You simply use the feedback app model in the other two apps with a simple from feedback.models import Feedback.
Then your support app can create, retrieve, update and delete Feedback objects.
Your dev app, similarly, can create, retrieve, update and delete Feedback objects because it imported the model.
That's all that's required: import.
Thanks Yuji Tomita for a very thorough answer, my final solution is derived very closely from his suggestion, but is different enough that I thought I would post it as another option if someone else runs into the same situation that I am in.
Firstly in my mysite.apps.feedback.models file I put
class Feedback( models.Model ):
subject = models.TextField( max_length=100 )
body = models.TextField( max_length=100 )
# Some other stuff here...
# Finally I used the suggestion above and created a field which I
# use to label each entry as belonging to a specific instance of the app.
instance_name = models.TextField( max_length=20 )
In my mysite.apps.feedback.views file I put
def save_message( request, instance_name ):
if request.method == 'POST':
form = FeedbackFrom( request.POST )
if form.is_valid():
form.instance.instance_name = instance_name
form.save()
return render("feedback/thanks.html")
else:
return render("feedback/submit.html", {'form':form })
else:
return render("feedback/submit.html",{'form':FeedbackForm()})
#user_passes_test( is_staff )
def all_messages( request, instance_name ):
messages = Feedback.objects.filter( instance_name = instance_name )
return render("feedback/view_all.html",{'feedback':messages} )

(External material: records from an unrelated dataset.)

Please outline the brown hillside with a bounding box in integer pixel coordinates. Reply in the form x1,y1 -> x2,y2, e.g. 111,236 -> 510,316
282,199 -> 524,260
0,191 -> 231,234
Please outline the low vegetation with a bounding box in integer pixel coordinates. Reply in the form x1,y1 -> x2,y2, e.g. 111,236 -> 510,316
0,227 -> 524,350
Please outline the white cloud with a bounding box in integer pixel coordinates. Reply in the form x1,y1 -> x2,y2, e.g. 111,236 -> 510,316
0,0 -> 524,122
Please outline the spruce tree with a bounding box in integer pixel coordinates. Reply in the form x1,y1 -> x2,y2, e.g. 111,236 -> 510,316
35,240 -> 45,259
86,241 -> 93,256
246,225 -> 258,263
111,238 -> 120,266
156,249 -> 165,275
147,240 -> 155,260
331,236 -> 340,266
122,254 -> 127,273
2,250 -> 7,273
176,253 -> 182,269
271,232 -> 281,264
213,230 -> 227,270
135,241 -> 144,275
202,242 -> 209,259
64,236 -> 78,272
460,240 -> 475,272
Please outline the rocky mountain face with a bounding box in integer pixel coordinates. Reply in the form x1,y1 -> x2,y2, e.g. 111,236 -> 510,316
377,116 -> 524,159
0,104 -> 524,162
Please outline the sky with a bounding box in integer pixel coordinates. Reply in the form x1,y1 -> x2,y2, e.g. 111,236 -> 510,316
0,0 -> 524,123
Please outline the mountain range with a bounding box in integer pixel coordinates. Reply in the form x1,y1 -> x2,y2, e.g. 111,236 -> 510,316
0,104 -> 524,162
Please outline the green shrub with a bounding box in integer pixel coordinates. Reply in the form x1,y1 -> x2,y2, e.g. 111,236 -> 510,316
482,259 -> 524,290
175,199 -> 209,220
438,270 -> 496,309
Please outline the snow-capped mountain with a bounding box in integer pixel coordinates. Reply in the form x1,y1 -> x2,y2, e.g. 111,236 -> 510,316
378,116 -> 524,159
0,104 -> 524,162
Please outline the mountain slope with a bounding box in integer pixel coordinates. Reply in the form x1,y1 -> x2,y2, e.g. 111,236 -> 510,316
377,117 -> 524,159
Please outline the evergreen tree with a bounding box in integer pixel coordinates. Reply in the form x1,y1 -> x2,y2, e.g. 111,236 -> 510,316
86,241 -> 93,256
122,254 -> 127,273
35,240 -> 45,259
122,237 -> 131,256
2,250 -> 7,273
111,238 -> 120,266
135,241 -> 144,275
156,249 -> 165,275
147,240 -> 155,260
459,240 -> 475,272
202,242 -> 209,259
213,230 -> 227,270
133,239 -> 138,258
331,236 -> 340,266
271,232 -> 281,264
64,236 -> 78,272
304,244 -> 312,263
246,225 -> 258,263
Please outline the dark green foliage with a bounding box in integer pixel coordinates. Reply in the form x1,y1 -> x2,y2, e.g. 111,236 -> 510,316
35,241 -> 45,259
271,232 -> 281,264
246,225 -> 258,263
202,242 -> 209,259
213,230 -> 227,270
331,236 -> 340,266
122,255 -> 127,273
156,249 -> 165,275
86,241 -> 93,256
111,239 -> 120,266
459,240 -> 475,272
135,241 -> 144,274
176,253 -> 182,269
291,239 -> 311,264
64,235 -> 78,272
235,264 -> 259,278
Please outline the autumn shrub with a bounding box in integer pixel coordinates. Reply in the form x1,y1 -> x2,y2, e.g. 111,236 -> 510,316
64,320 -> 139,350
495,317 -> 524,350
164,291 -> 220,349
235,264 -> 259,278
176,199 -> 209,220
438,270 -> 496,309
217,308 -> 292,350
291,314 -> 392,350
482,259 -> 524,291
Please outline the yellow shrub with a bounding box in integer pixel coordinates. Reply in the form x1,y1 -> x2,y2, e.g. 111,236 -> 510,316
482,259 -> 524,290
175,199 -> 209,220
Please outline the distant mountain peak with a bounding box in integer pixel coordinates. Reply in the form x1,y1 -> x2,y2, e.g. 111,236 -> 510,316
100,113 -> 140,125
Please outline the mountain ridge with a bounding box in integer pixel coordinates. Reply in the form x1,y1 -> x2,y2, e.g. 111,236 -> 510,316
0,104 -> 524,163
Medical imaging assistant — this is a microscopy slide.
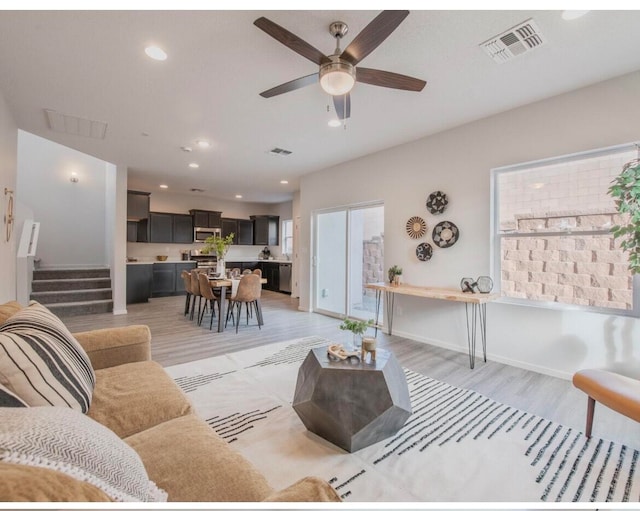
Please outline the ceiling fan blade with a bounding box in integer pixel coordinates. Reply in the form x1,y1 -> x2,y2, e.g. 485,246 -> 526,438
260,73 -> 318,98
333,93 -> 351,121
340,11 -> 409,66
356,67 -> 427,92
253,17 -> 330,65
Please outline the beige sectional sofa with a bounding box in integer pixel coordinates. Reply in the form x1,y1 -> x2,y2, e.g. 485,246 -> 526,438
0,302 -> 340,502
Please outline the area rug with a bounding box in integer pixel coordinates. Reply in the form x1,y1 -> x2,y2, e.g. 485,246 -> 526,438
167,337 -> 640,502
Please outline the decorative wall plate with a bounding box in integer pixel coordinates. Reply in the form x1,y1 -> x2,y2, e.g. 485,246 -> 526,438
407,216 -> 427,240
416,241 -> 433,261
431,221 -> 460,248
427,192 -> 449,215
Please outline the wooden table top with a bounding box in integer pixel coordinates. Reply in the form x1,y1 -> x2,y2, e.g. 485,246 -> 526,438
364,282 -> 500,304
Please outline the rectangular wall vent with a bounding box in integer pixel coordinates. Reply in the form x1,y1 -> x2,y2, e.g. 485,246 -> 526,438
480,18 -> 547,64
44,108 -> 107,140
269,147 -> 291,156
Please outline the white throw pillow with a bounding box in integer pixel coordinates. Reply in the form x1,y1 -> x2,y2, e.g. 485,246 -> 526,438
0,302 -> 95,413
0,406 -> 167,502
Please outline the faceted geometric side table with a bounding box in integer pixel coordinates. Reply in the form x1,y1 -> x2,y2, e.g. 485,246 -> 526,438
293,348 -> 411,452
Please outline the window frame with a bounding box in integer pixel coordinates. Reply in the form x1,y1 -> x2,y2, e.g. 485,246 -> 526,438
489,141 -> 640,317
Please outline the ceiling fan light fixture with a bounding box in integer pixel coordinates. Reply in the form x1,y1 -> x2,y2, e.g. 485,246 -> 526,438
320,60 -> 356,96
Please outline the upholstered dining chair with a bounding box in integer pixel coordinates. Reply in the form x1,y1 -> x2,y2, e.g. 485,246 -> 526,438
180,270 -> 191,316
189,269 -> 202,320
573,369 -> 640,438
198,272 -> 220,330
225,273 -> 262,333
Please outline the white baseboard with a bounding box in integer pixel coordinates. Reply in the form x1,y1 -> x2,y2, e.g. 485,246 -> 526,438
392,330 -> 573,380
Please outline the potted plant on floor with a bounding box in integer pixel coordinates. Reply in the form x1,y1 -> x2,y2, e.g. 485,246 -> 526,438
608,160 -> 640,275
339,318 -> 373,349
200,233 -> 233,277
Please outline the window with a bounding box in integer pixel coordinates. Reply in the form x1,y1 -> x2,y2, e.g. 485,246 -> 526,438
492,144 -> 640,316
282,220 -> 293,255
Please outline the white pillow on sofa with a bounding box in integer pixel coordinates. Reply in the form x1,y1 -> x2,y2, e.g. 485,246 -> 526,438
0,406 -> 167,502
0,302 -> 95,413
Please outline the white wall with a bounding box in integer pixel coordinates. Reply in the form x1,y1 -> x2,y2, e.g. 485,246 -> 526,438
127,189 -> 292,261
18,130 -> 108,268
300,72 -> 640,377
0,89 -> 17,303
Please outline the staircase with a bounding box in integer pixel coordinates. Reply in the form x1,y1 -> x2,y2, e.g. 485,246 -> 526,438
31,268 -> 113,317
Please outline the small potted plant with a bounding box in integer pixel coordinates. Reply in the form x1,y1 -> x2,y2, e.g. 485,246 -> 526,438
387,264 -> 402,286
200,233 -> 233,277
339,318 -> 373,349
608,160 -> 640,275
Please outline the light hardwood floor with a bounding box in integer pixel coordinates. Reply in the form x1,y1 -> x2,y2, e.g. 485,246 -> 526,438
63,291 -> 640,449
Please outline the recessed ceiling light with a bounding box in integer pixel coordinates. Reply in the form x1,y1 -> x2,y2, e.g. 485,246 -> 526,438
144,46 -> 167,60
562,11 -> 589,21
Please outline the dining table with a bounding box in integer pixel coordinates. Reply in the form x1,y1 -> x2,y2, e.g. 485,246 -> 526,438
209,275 -> 267,332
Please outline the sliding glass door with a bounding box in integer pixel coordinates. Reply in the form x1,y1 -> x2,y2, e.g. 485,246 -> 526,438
314,204 -> 384,319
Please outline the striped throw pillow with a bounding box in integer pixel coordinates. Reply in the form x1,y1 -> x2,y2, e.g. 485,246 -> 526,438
0,302 -> 95,413
0,406 -> 167,502
0,384 -> 28,408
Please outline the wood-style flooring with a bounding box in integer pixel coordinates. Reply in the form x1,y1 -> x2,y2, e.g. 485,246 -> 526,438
63,291 -> 640,449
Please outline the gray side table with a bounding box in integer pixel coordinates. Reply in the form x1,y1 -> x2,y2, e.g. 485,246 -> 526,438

In my mysite.apps.dev.urls file I put
url(r'^feedback/', include('mysite.apps.feedback.urls'),
{'instance_name':'dev'}),
In my mysite.apps.support.urls file I put
url(r'^feedback/', include('mysite.apps.feedback.urls'),
{'instance_name':'support'}),
This will separate feedback messages by app instance. Note that my actual code is more complex but this should be good enough for anyone with a similar problem to get a solution up and running pretty quickly. Hope this is useful to anyone in a similar situation. Thanks again to Yuji Tomita for the suggestions upon which this solution is based.